Starter Michael Dogbe put on about 35 pounds after his freshman season, when he was asked to move from defensive end to tackle. Inside, he found his speed could be his advantage.

"I had to get used to double teams, as opposed to taking on one man," Dogbe said, noting that taking on a double team with bad technique, "that's like taking on 600 pounds."

Matt Ioannidis, drafted this year by Washington and on the Redskins practice squad, had made the same move from defensive end, and had been a huge force inside last season for Temple.
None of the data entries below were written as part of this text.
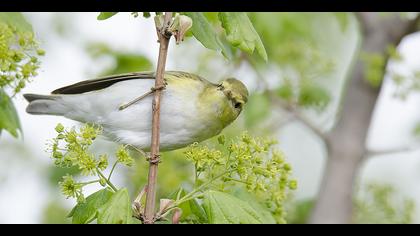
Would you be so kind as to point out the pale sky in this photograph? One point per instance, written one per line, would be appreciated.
(22, 189)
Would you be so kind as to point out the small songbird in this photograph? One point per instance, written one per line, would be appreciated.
(192, 108)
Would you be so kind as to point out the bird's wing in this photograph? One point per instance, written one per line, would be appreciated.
(101, 83)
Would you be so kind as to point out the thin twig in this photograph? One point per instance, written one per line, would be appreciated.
(149, 213)
(106, 180)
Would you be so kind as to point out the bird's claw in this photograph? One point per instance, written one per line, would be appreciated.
(154, 160)
(152, 90)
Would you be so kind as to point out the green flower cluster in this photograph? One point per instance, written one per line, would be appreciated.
(253, 162)
(71, 148)
(19, 52)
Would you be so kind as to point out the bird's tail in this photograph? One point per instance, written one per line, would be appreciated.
(45, 105)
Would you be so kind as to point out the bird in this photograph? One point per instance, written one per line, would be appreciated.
(192, 108)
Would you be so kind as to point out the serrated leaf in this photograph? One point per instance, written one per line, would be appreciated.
(204, 32)
(84, 213)
(241, 33)
(9, 119)
(253, 202)
(190, 209)
(117, 210)
(17, 20)
(222, 208)
(198, 211)
(106, 15)
(257, 109)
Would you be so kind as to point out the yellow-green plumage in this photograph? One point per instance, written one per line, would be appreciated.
(192, 109)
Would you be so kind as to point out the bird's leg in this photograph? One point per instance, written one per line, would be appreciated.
(143, 153)
(152, 90)
(154, 160)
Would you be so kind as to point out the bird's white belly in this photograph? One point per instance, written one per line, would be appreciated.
(180, 123)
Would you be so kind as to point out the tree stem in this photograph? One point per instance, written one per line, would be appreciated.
(149, 212)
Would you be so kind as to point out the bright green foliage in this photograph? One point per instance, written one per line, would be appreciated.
(206, 33)
(123, 62)
(86, 212)
(380, 205)
(258, 108)
(70, 188)
(241, 33)
(253, 162)
(19, 52)
(374, 68)
(223, 208)
(9, 119)
(55, 212)
(294, 46)
(71, 149)
(117, 210)
(124, 157)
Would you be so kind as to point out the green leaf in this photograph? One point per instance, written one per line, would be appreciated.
(9, 119)
(17, 20)
(253, 202)
(241, 33)
(106, 15)
(191, 210)
(198, 211)
(117, 210)
(86, 212)
(222, 208)
(257, 109)
(204, 32)
(125, 62)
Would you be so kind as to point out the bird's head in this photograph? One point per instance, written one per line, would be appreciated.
(236, 92)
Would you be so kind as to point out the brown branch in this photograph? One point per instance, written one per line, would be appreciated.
(164, 37)
(398, 150)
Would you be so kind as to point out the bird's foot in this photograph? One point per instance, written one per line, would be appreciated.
(152, 90)
(154, 160)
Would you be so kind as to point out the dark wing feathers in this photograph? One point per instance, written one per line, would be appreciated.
(101, 83)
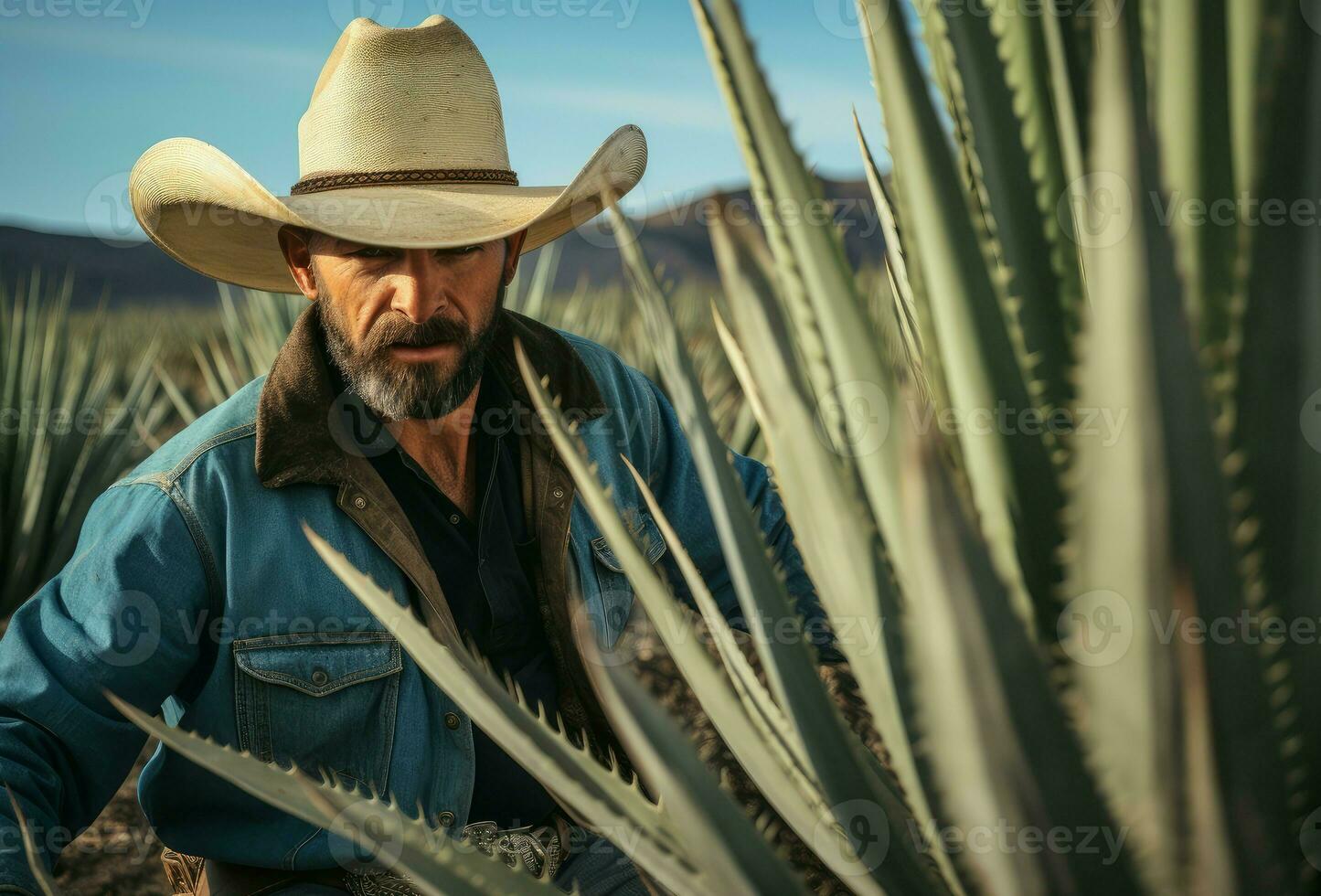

Dogbe said Ioannidis really helped him make the move.

"He was kind of like my mentor last year," Dogbe said. "He just helped me focus on pad level, how pad level could help me get, just keying on the tip of the shoulder pad."

From the start of this season, "we got a lot, lot better," Dogbe said of the defensive tackles as a group, noting how Rhule also paid close attention to the group early in the season.

It isn't just Robinson and Dogbe out there. Freddie Booth-Lloyd got some early starts. Greg Webb and freshman Karamo Dioubate are out there. That's another reason to look at Temple's front-line grunts right now. They've all had to climb the ladder over their careers, from getting a few plays to a backup role to part-time starter. It hasn't been a "show up and play" deal, even for big-time recruit Karamo Dioubate, a rotation guy as a freshman.

"To be honest, all five of our D-tackles could really be starters," Dogbe said.

He noted the rotation keeps everyone fresh - sometimes it's four plays and a new guy is in. "Fresh legs," Dogbe said. "They play just as fast or faster than the starters. We don't miss a beat."

Elijah Robinson, the line coach, said, "They're taking double teams for each other, they're pushing the pocket up. Not just our starters . . . We ask those guys to do some tough things and they're all in."

Averee Robinson actually led Temple in tackles against Army, but in his mind it's simply a loss, he said. He could have done a lot more.

"I don't think I played my blocks as well," Robinson said of the 28-13 loss in the opener. "Some of the times I was letting the blocks destroy me a little, to be completely honest. I'm not going to be allowed to do that against Navy."

He wasn't predicting that outcome. It turns out getting eaten by a bear can be a learning experience.